Towards High Quality and Interpretable Healthcare Data Analytics

Ms Zheng Kaiping
Dr Ooi Beng Chin, Distinguished Professor, School of Computing

  03 Dec 2019 Tuesday, 10:00 AM to 11:30 AM

 Executive Classroom, COM2-04-02


In recent years, the increasing availability of Electronic Medical Records (EMR) has brought vast array of promising opportunities to automate healthcare data analytics. This helps gradually reduce the need for traditional manual data analytics which relies on domain expertise, experience, and costly as well as painstakingly designed experiments. However, the complexity of EMR data and EMR data analytics poses challenges on healthcare analytic performance, diminishing its potential and hence usability in practice. Consequently, it is of vital necessity and importance to resolve the challenges in both EMR data and EMR data analytics in order to boost the performance and facilitate high quality as well as interpretable healthcare data analytics for providing useful medical insights.

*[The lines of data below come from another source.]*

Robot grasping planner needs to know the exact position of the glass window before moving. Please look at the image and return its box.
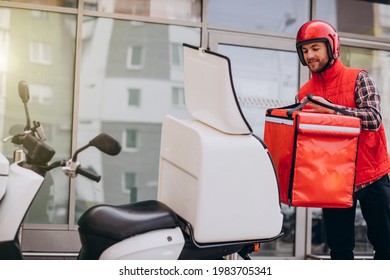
[312,46,390,255]
[0,8,76,224]
[218,44,298,256]
[207,0,310,36]
[315,0,390,38]
[124,129,138,149]
[30,42,51,65]
[127,46,143,69]
[84,0,202,22]
[76,17,200,217]
[128,88,141,107]
[123,172,138,203]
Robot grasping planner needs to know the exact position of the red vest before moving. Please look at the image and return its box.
[298,59,390,186]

In this thesis, we study four main challenges in EMR data and EMR data analytics, namely irregularity, bias, lack of reliability and lack of interpretability, and propose solutions to resolving them.

Firstly, we identify the irregularity challenge in EMR data and justify that it should be resolved at the feature level to reduce the time information loss. We propose an adapted Gated Recurrent Unit model to incorporate the fine-grained feature-level time span information. This model has the advantage of differentiating various medical features through learning their decaying parameters. Experimental results show that our proposed model can effectively improve EMR data analytic performance in terms of accuracy.

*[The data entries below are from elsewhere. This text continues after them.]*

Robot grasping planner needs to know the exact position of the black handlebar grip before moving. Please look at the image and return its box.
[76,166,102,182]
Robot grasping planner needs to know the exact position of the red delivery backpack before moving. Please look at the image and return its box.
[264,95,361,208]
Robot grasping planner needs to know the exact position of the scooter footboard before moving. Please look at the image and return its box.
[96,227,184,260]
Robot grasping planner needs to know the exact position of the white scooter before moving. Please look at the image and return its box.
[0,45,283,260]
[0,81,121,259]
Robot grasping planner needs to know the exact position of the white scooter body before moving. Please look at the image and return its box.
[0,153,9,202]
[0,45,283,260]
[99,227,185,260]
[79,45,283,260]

Secondly, we investigate the irregularity challenge in EMR data and find that it is a phenomenon, while bias should be the underlying reason. Hence, we formalize the bias challenge in EMR data and propose a general method to transform the biased EMR time series into unbiased data. Our inference model takes into account two characteristics of medical features, Condition Change Rate and Observation Rate, respectively representing the probability that a feature's actual condition changes from past and the probability that a feature is observed if abnormal. Experimental results demonstrate that our proposed bias resolving method manages to not only impute missing data more accurately but also boost the performance of downstream data analytic applications.

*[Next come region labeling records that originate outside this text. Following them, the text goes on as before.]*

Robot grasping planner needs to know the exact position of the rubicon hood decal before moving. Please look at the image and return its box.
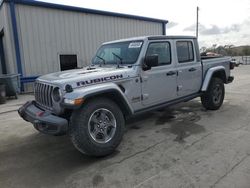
[76,74,123,87]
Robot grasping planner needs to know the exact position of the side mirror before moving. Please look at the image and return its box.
[143,54,158,70]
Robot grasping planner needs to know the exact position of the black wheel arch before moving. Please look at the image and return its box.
[83,89,132,117]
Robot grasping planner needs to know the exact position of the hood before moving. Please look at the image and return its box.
[37,66,131,88]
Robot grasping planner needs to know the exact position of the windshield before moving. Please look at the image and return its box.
[92,41,143,65]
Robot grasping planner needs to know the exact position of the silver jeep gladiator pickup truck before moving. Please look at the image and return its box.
[18,36,234,156]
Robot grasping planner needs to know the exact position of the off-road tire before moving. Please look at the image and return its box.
[201,78,225,110]
[69,98,125,156]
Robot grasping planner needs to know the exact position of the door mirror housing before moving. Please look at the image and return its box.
[143,54,159,70]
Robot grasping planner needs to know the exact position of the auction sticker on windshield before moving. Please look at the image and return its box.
[128,42,142,48]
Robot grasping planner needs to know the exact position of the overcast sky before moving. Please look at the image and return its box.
[39,0,250,47]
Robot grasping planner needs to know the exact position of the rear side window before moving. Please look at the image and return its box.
[176,41,194,63]
[146,42,171,66]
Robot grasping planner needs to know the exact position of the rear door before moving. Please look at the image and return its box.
[176,39,202,97]
[142,41,177,106]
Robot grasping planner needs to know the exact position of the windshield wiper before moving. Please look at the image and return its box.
[96,55,106,67]
[112,52,122,68]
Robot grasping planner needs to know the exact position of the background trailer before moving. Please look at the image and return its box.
[0,0,167,90]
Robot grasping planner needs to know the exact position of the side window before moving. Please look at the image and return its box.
[146,42,171,66]
[176,41,194,63]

Thirdly, due to the fact that EMR data analytics is a high-stake application in which every patient needs to be considered equally important, it is crucial for the model to handle the samples it can predict well, while rely on human for the difficult ones. We treat this as a sample decomposition problem and propose to optimize the partial coverage model with a reject option as a solution. In particular, we devise a general two-level approach to optimize sample decomposition for healthcare applications, i.e., optimize the partial coverage model with a reject option, which re-weights the sample distribution in two ways: (i) select easy samples during training, (ii) tune the loss for each training sample based on its difficulty. We evaluate the effectiveness of our proposed optimization approach in two real-world EMR datasets and experimental results illustrate that the proposal exhibits a substantial superiority over baselines in terms of the model's prediction performance on easy samples.

Finally, for a high-stake application, we need to improve the interpretability of analytic models. We propose to categorize the feature importance into the global level and the local level to respectively provide general and time-specific explanations. Consequently, we propose to model the global-level feature importance in one subnetwork with the feature-wise transformation mechanism and the local-level feature importance in another subnetwork with the self-attention mechanism. Through training both subnetworks jointly, we aim to achieve accurate predictions and derive medically interpretable insights simultaneously. Experimental results confirm this model's effectiveness in terms of both prediction performance and interpretation capability with doctors' assistance on validation.